Напрасно Меркулов успокаивал Флора Гаврилова, напрасно говорил он, что его хозяин не такой человек, чтобы ночью по недобрым местам шататься. Головой только покачивал приказчик.

— Бес-от силен, Никита Федорыч, — сказал он Меркулову. — Особливо силен он на этаком многолюдстве при таком нечестии, как здесь. И со старыми людьми у Макарья бывают прорухи, а Дмитрий Петрович человек еще молодой… Мало ли что может случиться!..

Когда Морковников утащил Меркулова ужинать, Флор Гаврилов вышел вон из гостиницы и сел на ступеньках входного крыльца рядом с караульным татарином[193].

Заволокло месяц тучками, и темно-синяя ночь раскинула свою пелену над сонной землей. С каждой минутой одни за другими тухнут огни на земле и стихает городской шум, реже и реже стучат где-нибудь в отдаленье пролетки с запоздалыми седоками, слышней и слышнее раздаются тоскливые напевы караульных татар и глухие удары их дубинок о мостовую. С реки долетают сдержанные клики, скрип дерева, лязг железных цепей — то разводят мост на Оке для пропуска судов. С городской горы порой раздаются редкие, заунывные удары колоколов — то церковные сторожа повещают попа с прихожанами, что не даром с них деньги берут, исправно караулят от воров церковь Божию.

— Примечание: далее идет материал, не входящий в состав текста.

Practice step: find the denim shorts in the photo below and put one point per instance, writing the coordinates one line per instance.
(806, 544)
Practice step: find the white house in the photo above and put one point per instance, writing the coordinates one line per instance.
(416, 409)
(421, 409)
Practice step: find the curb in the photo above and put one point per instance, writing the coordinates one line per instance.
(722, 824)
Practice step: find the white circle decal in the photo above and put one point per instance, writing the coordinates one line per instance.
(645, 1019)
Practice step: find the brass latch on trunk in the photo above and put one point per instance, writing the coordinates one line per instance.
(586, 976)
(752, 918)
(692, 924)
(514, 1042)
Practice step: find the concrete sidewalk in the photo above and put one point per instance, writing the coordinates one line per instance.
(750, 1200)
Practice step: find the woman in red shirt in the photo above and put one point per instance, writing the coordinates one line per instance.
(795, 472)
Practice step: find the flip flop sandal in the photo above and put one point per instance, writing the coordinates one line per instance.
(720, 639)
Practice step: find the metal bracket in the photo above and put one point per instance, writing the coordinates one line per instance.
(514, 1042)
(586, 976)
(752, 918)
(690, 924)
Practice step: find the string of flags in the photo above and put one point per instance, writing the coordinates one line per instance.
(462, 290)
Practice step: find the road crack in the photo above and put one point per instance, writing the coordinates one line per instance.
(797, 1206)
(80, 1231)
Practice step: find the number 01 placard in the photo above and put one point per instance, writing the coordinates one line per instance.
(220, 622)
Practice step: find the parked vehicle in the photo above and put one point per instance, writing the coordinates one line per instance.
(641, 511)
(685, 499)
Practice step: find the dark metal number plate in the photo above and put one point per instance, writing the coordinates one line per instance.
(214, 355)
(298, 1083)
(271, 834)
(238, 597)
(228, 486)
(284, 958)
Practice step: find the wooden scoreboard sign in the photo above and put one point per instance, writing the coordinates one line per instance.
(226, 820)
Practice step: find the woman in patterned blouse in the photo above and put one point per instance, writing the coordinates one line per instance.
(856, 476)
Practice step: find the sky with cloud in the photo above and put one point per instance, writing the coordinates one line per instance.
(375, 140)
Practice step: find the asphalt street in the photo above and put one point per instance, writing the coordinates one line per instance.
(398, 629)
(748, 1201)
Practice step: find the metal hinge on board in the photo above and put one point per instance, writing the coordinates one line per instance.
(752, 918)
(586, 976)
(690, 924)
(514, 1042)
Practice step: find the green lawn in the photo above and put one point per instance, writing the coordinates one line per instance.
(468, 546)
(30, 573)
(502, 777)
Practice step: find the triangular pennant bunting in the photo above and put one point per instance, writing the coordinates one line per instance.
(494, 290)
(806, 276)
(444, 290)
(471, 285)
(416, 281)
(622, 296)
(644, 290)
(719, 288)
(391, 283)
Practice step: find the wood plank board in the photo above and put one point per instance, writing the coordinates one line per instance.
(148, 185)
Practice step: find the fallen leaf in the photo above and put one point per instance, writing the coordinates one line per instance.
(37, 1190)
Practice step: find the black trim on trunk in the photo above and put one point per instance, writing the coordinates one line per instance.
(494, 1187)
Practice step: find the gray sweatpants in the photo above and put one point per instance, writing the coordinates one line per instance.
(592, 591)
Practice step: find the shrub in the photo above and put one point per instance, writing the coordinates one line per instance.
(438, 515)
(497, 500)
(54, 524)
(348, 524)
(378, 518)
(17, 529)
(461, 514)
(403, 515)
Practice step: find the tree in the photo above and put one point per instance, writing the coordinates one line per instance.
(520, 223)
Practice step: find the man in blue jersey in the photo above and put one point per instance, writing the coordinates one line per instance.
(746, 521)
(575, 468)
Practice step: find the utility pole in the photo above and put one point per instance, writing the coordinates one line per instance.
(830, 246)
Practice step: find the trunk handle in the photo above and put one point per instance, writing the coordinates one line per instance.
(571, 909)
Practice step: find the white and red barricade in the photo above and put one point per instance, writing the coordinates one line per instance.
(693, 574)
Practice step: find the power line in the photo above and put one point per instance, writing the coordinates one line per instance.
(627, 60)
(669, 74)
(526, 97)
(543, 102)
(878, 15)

Грустно склонив голову, сидит Флор Гаврилов на ступеньке крыльца. С каждой минутой растет его беспокойство, и думы мрачнее и мрачнее…

— А что, знако́м?.. Как нонешний год на ярманке?.. Ночным временем пошаливают? — немного помолчав, спросил он у татарина.

Помолчал немного и татарин, а потом сквозь зубы лениво промолвил отрывисто:

— Иок![194]

— Не слышно, чтобы кого ограбили?.. Аль в канаве утопили?.. — продолжал Флор Гаврилов спрашивать татарина.

— Иок, — ответил, зевая, татарин.

— Хозяин мой где-то запропастился… Не попал ли на лихих людей.

— Молодá хозяин? — спросил татарин.

— Молодой еще… Дмитрий Петрович Веденеев. У вас тут в номере наверху стоит, — сказал Флор Гаврилов.

— Вол́гам шатал, Кунавин гулял, — осклабляясь, молвил татарин. — Гулят… Кунавин… Карашо!.. — прибавил он, прищуря маленькие глазки и выказав зубы, белее слоновьей кости.

Вздохнул Флор Гаврилов. И ему давно уж вспало на ум, что Дмитрий Петрович «гулят». «А как ограбят, укокошат да в воду?..» — думает и телом, и душой преданный ему приказчик.

Между тем и татарин призадумался. Разговор про то, что купец «гулят», раздражил его азиатское воображенье. Ежели бы только деньги, — и он бы, Разметулла, гулял! «Много, — думает он, — здесь красавиц, только без хороших денег к ним не пускают!..» Вздохнул, плюнул и, мерно постукивая кузьмодемьянкой[195] о каменные плиты крыльца, завел вполголоса песенку про черноокую красавицу. Пел он о том, как всесильный Аллах сотворил ее красным яхонтом, наградил лицом краше луны, алыми ланитами, что горят рубинами, бровью ночи черней, взором огненным[196]. Не понимал смысла татарской песни Флор Гаврилов, но от тоскливого, однозвучного напева ее стало ему еще тошней прежнего.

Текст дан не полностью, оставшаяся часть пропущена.